Flamingos at the lake Nakuru National Park.

Photo credit: File | Nation Media Group

What you need to know:

  • Lake Nakuru was traditionally viewed as a flamingo resort par excellence.
  • Millions of the birds could cover large swathes of the water body.

The pink birds are clearly in distress. The salty ribbon around the lake has disappeared, swallowed by relentless rising waters.

In the neighbouring lush grassland, buffalos stand in herds, except for one bouncing calf. From submerged homes, farms and vegetation at Lake Nakuru National Park, it is business unusual in Lake Nakuru, and the scenes of the swelling waters being witnessed are alarming.

It is a phenomenon that conservationists and researchers attribute to a 50-year cycle, which also happened in 1901 and 1963. Lake Nakuru was traditionally viewed as a flamingo resort par excellence, as millions of the birds could cover large swathes of the water body.

Few flamingos

But by the swelling shores, very few lesser flamingos now stand on their reed-thin legs with their long necks dropped down and heads inverted in the water.

Lake Nakuru Deputy Senior Warden Sirman Kioko says about two decades ago, up to two million lesser and greater flamingos (a third of the world’s population) could flock the alkaline water to feed on the abundant blue-green algae cultivated by their own droppings.
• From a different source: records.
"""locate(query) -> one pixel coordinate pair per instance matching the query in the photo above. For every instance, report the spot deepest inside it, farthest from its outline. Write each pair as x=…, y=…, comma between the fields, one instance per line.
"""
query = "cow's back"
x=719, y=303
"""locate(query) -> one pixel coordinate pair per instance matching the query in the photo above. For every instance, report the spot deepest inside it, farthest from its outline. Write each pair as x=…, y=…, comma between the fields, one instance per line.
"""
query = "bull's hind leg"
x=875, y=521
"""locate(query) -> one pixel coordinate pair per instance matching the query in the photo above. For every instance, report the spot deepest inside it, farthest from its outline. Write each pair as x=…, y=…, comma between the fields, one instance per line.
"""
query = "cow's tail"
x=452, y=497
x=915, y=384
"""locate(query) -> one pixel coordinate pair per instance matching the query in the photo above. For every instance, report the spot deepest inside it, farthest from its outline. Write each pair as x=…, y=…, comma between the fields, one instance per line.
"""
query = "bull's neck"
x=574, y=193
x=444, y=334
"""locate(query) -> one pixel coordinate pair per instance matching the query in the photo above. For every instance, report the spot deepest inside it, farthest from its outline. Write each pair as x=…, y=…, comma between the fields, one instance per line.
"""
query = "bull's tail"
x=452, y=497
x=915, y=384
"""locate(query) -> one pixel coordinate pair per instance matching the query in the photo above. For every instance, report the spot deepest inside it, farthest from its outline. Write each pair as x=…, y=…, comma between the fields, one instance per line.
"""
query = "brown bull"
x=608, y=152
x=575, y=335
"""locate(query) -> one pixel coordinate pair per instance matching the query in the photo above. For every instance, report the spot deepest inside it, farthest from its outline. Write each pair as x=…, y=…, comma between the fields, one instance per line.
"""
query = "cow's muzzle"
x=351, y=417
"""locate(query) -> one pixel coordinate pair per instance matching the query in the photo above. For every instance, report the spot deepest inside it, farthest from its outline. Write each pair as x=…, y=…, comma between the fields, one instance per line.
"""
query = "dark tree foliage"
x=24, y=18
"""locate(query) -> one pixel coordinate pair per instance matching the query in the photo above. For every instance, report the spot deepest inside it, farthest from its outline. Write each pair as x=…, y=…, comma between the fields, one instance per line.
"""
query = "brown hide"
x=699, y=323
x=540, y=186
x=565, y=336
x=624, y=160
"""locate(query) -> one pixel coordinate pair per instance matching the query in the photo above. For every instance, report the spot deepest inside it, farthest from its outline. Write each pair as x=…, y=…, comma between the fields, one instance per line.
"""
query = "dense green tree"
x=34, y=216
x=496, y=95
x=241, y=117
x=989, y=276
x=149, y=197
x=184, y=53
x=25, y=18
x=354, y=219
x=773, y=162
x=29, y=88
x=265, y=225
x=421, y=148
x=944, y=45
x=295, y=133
However, rising water levels in recent years-also experienced in more than five other Rift Valley lakes-have caused a big drop in salinity, and the flamingos have migrated from Lake Nakuru and flocked elsewhere.

"Thousands of the flamingos migrated to other areas including Lake Bogoria, Elmenteita, Magadi and Natron (in Tanzania). The birds have been fleeing Lake Nakuru to other areas in search of food because the reduced salinity of the water, which has reduced growth of the blue-green algae, the flamingos’ main food,” said Mr Kioko.

"The water in Lake Nakuru is now too deep, and not saline enough to support the growth of the algae. The water deprives flamingos of their main food, spirulina,” he added. 

Wildlife researcher Joseph Omondi said flamingos eat insect larvae and algae that gives them their pink hue.

"High water levels shrink the birds’ ideal breeding and feeding grounds,” he said.